If you’re like me, or one of the other 44 million student loan borrowers, you’ve probably asked how do I refinance my student loans?
Unfortunately, most sites just recommend student loan refinancing companies and don’t really outline what’s involved in the process itself. This article actually tells you how to refinance student loans.
I decided to dive headfirst and figure it out for myself, documenting the journey to answer the question: How Do You Refinance Student Loans?
8 Steps to Refinance Student Loans
Step 1. Find your current student loan payoff statements.
Step 2. Gather your financial documents: paystubs, rent, SSN, employer info, photo i.d.
Step 3. Scan or download your college transcript or diploma.
Step 4. Have Co-Signer personal info ready; you may also need a personal reference.
Step 5. Start the first application with a reputable company (SoFi, Laurel Road, etc).
Step 6. Get ready to be denied at first. Don’t worry, that’s common.
Step 7. Add Co-Signer if needed. Have Co-Signer log in and verify their info and income.
Step 8. Wait about 24-72 hours for approval or denial.
The first 7 steps took about an hour. I had to locate these documents and scan/upload them to my computer. That part wasn’t difficult – I just snapped a picture of them and sent them via bluetooth to my computer. Here are the items I had to locate:
- Identification Card
- Transcripts or Diploma
- Paystub or Tax Returns
- Professional License (if you’re in a healthcare field)
- Current Student Loan Payoff Statement
- A Personal Reference and Contact Info
- Cosigner Basic Info: Name, Address, Phone, Email
I also decided to add a cosigner to the application. This will make the process longer because the cosigner will have to log in, put their income and personal information into the website and submit the application.
If you’re fortunate to have a spouse who can co-sign, that will save you some time and headache.
Part 2: Student Loan Refinance Approved!
You’re approved! Now it’s time to choose your lender and your terms.
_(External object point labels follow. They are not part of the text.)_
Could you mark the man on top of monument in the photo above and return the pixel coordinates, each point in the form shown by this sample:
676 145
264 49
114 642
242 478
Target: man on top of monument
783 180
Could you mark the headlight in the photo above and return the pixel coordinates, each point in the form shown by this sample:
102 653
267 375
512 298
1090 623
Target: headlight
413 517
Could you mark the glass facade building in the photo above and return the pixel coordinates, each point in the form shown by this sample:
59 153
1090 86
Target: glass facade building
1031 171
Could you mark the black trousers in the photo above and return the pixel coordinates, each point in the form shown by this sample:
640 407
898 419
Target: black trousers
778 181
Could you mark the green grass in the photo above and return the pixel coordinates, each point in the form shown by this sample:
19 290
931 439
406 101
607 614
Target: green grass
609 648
There are two big items you’ll have to consider:
- Interest Rate
- Length of Loan
Most borrowers are attracted to a lower interest rate, but that shouldn’t guide your decision 100%. It may also be important for you to have flexibility with the term or length of the loan.
My advice is to use a student loan calculator to figure out the monthly payment and terms that best fit into your budget or goal for paying off the loan. A good student loan calculator can show you the interest you will pay over the life of the loan and how extra payments can help you to pay it down faster.
Questions About Refinancing Student Loans:
What if I don’t qualify for student loan refinancing?
Sometimes a lender will reject your application if your debt to income ratio is too high. If you have outstanding credit card balances or auto loans, consider paying these off as quick as possible to lower your debt to income ratio. Freeing up a few hundred dollars a month in a payment might be all you need for approval the next time you apply.
How much does it cost to refinance student loans?
According to the Higher Education Opportunity Act of 2008, private lenders are not allowed to charge consolidation fees or prepayment penalties on refinanced loans.
Can you refinance a private student loan?
Yes, these loans generally have higher interest rates so they are great loans to consolidate and refinance.
Can you consolidate a Subsidized and Unsubsidized student loan?
Yes, you can consolidate these types of federal loans with a private student loan refinance company, but you may not be eligible for the income based repayment options once you refinance with a private lender.
The decision to refinance your student loans can be tough to make because it’s not always cut and dry. Do you homework and follow the steps above to help determine if you should refinance your student loans.